In: Economics
1. Explain how each of the following events would affect the
aggregate demand curve.
a. Lower interest rates (5 points)
b. A decrease in net exports (5 points)
c. A decrease in the price level (5 points)
d. Slower income growth in other countries (5 points)
e. A decrease in imports (5 points)
2. Explain how each of the following events would affect the
long-run aggregate supply curve.
a. A lower price level (5 points)
b. A decrease in the labor force (5 points)
c. A decrease in the quantity of capital goods (5 points)
d. Technological change (5 points)
e. An unexpected decrease in the price of an important raw material
(5 points)
3. Starting from long-run equilibrium, use the basic aggregate demand and aggregate supply diagram to show what happens in both the long run and the short run when there is a decline in wealth. (10 points)
4. Beginning with long-run equilibrium, use the aggregate demand and aggregate supply model to illustrate what happens in the short run when the economy suffers a negative supply shock. (10 points)
5. Using the aggregate supply and demand model, illustrate what happens in the long run when the economy suffers a supply shock. Begin your analysis by assuming the economy has suffered the supply shock in the short run, but has not yet adjusted to it in the long run. (10 points)

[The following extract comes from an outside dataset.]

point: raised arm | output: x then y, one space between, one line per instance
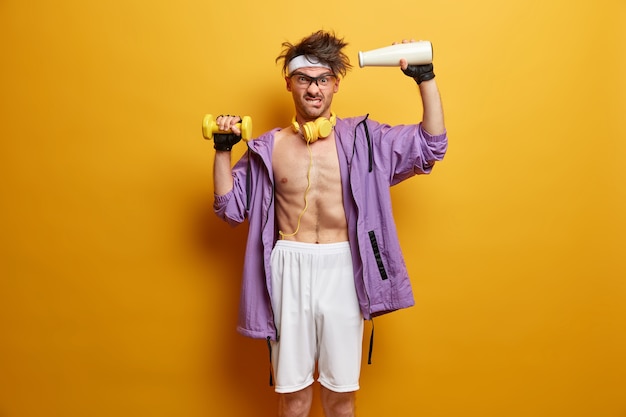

6. Starting from long-run equilibrium, use the basic aggregate demand and aggregate supply diagram to show what happens in both the long run and the short run when there is an increase in wealth. (10 points)
7. Hurricane Katrina resulted in a decline in oil production infrastructure along the gulf coast. As a result there was an unexpected decline in oil and natural gas supplies in 2005. Suppose that this caused an increase in the price level and a decline in real GDP in 2006. Also assume that potential real GDP continued to grow due to other factors. You can assume the aggregate demand curve did not change. Show the macroeconomic equilibrium for 2005 and 2006 using the dynamic aggregate supply and aggregate demand model.
1. a. A fall in interest rates or lower interest rates means that loans will now become cheaper, as a result of which, investment will increase. As investment is an important component of aggregate demand, the aggregate demand will increase shifting the aggregate demand curve to the right.
b. A decrease in next exports would mean a fall in the domestic income and as a result, the aggregate demand curve will shift to the left.
c. A decrease in the price level would mean that consumers will have more purchasing power and as a result of this, the quantity demanded will increase and there will be a rightward movement [not shift] along the aggregate demand curve.
d. Slow income growth in other countries will mean that their demand for domestic good will decrease. This would result in a fall in exports and a resultant decrease in net exports leading to a leftward shift in the aggregate demand curve.
e. A decrease in imports against exports would mean an overall increase in net exports. This increase in net exports will be captured positively through a rightward shift in the aggregate demand curve.